Extra details. Same symptoms, as of 2023-07-01, on an iPhone 14 with iOS 16.5.x -- working just fine, then at what feels like random, all apps and services start reporting it can't connect to the Internet. ( Browsers won't browse, Apple's Mail says the accounts need attention, phone can't check to see if it needs an update, iMessages don't deliver, purchase notifications don't appear, etc. )
Apple's forums seem to blame the Internet, ISP, router, or WAP, everything but the phone {which I doubt it is the hardware since most of the time it works} or the iOS release {which I suspect is the issue}.
However during times of WiFi failure, all other devices, including older iPhones, iPads, and computers work just fine. The very infrastructure being blamed is working for all other Apple (and non-Apple) devices; the problem is localized to the phone (or more specifically later phones running the latest iOS, as a iPhone XS Max running the same iOS version works just fine).
Taking the "Microsoft" solution of turning off the device and back on does correct the problem (temporarily until it happens again), except this is Apple, and their community knows that should not be necessary with their hardware (and I suspect they believe Apple knows about the issue and is dodging admitting something is wrong for the time being, based on passed patterns).
WHAT DOESN'T WORK: Turning the WiFi off and back on, changing to any other WiFi network, or going into Air Plane mode and back out does not correct the problem.
All the while, the phone does show a successful WiFi connection icon with the Wireless Access Point; the settings screen also confirms this (though the 'No Internet' text in red sometimes is present and sometimes not -- either way, Apps can't reach the Internet). You can switch and authenticate to other WiFi networks, too, but all report No Internet when connected.
EXTRA INFO: Using UniFi, it's possible to see what the Wireless Access Point sees. And while the Phone connects to the Access point (even though it's not servicing the Internet), the Wireless Access Point does see the phone (as you'd expect). The phone successfully gets an IP address via DHCP; using several test networks with static IP addresses, the correct IP is assigned after the WiFi Connection happens ...but the phone's applications and setting screen report there's No Internet Connection over that link.

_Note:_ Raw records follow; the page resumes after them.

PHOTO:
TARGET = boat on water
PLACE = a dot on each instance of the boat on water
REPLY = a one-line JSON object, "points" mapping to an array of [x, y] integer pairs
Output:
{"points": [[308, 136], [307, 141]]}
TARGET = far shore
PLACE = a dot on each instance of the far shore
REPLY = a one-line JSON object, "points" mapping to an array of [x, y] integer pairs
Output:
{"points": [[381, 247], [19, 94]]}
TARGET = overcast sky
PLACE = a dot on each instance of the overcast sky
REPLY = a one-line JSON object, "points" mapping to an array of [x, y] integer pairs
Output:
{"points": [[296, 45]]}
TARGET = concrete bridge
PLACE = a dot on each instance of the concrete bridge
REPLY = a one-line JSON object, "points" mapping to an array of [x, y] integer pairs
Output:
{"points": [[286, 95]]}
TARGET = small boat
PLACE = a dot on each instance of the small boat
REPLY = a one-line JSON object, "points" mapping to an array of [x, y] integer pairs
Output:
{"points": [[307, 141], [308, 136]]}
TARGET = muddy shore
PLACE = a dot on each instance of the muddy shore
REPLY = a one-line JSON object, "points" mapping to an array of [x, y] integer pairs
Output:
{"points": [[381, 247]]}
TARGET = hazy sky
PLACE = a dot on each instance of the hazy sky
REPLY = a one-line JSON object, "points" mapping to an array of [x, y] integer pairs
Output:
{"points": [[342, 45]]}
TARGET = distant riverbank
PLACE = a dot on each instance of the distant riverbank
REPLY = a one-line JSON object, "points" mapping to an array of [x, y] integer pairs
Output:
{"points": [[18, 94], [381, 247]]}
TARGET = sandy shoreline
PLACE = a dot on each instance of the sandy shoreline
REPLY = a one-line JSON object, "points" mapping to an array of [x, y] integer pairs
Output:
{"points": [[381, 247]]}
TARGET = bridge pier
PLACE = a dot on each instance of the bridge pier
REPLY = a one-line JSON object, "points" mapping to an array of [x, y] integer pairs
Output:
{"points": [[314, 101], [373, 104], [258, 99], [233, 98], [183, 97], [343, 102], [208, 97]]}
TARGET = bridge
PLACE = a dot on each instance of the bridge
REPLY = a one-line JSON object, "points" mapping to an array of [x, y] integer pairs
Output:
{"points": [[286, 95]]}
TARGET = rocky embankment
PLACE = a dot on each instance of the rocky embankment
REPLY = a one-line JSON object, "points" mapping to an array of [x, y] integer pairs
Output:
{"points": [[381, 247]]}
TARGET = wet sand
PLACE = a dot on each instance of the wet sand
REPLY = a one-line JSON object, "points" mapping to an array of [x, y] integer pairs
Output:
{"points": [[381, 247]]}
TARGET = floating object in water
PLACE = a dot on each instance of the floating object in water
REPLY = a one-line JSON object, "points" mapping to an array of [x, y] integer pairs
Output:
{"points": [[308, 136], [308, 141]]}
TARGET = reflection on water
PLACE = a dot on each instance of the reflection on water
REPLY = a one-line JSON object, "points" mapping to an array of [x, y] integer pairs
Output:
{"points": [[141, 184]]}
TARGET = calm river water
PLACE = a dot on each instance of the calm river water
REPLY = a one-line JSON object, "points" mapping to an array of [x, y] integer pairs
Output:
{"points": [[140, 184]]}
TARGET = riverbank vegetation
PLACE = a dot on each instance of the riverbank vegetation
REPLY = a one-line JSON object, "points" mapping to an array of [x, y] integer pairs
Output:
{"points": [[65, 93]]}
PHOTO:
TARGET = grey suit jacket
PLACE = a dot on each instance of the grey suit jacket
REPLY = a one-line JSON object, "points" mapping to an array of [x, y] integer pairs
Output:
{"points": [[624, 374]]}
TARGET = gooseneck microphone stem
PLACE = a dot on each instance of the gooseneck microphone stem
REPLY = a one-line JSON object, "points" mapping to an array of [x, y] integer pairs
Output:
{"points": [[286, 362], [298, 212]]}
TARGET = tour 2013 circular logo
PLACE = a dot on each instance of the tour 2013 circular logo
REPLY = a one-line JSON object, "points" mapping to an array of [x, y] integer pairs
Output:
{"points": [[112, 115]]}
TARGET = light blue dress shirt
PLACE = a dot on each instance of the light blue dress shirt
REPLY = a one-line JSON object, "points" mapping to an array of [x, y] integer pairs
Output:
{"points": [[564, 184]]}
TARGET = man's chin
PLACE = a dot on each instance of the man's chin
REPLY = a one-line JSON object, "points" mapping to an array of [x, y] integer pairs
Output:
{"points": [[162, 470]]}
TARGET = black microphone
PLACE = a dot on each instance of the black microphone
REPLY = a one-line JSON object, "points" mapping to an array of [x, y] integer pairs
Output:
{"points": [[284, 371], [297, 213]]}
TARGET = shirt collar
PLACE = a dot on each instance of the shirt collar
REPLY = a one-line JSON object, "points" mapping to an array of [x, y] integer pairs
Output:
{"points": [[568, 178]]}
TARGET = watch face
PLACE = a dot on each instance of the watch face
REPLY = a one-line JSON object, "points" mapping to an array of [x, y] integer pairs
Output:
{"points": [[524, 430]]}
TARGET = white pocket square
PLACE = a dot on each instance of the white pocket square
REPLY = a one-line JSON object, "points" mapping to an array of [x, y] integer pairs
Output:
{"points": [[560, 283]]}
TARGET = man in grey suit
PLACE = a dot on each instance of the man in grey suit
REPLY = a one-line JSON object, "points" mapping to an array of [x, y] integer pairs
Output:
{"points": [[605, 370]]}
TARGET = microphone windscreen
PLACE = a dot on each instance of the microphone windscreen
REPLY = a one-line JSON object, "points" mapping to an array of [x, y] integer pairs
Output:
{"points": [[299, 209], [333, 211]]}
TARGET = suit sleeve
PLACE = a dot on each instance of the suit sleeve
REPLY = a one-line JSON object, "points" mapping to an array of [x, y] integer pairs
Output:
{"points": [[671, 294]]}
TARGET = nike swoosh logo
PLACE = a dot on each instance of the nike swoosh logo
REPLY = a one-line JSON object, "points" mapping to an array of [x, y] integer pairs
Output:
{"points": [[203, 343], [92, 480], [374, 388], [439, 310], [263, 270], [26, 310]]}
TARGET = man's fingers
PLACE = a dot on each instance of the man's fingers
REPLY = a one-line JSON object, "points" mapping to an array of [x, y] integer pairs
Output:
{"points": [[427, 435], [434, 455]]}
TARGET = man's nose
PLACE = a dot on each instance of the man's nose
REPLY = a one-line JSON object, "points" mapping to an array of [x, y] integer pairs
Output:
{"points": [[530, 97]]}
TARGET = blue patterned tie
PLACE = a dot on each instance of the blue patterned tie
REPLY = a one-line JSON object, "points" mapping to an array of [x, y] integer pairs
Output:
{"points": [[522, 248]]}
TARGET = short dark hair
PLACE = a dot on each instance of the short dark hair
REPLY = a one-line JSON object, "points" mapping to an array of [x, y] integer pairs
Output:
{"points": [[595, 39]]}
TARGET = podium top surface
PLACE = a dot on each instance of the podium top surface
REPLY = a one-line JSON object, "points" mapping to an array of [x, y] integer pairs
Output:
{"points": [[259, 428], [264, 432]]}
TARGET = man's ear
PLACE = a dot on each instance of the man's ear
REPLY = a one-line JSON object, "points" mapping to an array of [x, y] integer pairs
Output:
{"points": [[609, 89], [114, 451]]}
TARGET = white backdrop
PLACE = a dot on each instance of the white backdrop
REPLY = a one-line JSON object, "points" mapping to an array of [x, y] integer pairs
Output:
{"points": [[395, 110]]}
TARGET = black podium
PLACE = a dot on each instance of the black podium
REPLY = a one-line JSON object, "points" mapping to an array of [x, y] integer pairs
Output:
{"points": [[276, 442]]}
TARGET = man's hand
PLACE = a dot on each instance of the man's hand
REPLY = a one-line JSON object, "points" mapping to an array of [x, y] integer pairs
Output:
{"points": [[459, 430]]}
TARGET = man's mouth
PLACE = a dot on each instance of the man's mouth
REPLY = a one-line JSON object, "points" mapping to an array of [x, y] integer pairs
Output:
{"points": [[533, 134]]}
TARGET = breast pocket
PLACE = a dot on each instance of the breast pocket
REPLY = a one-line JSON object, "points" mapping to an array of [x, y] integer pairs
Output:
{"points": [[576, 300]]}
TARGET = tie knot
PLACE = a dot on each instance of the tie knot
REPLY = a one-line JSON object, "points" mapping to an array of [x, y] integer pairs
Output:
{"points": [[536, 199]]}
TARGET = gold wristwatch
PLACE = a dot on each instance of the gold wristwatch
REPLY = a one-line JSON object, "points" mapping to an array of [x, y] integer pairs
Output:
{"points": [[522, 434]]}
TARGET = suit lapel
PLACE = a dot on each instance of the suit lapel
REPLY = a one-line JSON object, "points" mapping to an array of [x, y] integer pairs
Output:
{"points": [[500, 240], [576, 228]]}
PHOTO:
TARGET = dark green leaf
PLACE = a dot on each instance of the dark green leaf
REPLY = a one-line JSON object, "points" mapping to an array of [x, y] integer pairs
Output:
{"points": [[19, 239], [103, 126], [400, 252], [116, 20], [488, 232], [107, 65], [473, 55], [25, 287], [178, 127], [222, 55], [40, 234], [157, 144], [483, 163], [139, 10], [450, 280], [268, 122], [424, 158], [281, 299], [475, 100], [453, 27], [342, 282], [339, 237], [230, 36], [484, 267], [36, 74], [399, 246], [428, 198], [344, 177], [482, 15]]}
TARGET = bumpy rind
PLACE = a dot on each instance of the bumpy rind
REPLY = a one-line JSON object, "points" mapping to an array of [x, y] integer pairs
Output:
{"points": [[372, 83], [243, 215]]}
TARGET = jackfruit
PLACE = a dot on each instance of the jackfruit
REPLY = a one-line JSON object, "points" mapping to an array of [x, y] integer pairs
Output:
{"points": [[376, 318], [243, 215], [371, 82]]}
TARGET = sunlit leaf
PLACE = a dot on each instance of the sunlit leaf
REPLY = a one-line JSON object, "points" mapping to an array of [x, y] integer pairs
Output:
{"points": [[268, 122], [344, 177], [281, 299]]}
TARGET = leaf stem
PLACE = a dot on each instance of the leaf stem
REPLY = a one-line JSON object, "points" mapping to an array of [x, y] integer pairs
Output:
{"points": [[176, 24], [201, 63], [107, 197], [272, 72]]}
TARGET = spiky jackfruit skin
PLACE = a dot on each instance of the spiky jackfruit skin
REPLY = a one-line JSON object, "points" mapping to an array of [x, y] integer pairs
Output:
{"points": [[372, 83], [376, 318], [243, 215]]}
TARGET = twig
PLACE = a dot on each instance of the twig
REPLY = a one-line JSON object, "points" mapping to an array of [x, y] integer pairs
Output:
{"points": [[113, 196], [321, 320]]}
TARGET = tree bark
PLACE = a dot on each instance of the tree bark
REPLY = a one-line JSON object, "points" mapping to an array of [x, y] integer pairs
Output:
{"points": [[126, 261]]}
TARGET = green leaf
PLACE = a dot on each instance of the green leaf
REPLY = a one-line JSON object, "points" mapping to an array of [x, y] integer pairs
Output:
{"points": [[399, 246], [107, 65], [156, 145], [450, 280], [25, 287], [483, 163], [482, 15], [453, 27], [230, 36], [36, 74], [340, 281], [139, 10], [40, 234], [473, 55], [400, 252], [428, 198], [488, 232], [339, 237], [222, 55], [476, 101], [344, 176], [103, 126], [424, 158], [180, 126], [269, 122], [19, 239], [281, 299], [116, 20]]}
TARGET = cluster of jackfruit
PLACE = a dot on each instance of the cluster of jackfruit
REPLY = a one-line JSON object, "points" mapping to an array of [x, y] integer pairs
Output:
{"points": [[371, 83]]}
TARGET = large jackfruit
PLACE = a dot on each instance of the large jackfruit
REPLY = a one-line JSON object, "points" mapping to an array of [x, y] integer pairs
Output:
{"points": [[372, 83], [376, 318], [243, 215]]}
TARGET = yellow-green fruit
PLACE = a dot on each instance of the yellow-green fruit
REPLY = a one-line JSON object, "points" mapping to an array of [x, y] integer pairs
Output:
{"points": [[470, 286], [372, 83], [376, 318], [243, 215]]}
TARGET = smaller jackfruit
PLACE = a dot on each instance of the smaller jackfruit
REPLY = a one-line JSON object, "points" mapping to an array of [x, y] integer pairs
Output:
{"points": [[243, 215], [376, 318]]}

The Wireless Access Point is servicing other devices as well, so the WAP has Internet connectivity, despite where Apple would like to point the finger.
Additionally, I've put a Firewalla box in between as a monitor, as well as a pfSense firewall downstream of that. They each see the iPhone's DHCP connection request and claim that small, rare bursts, very far apart (many minutes later), of intermediate trickles of traffic (in the very low kilobytes) are making it onto the network from the iPhone and are being delivered back to the phone. I suspect we're the DHCP negotiations, and then nothing from the phone.
And just since someone's going to ask, no VPN is in use.
EMPIRICAL EVIDENCE: We notice the problem seems to happen the most when the phone shifts into using 5G and then returning to WiFi.
e.g., go to lunch, come back, phone acts as if the Internet is no longer there -- power cycle required.
Devices that only handle 4G have no problems handing off between WiFi and 4G as familiar WiFi networks reappear.
COMMUNITY QUESTION: Does anyone else notice anything about the events around when 'No Internet Connection' problems surface, such as our 5G woes?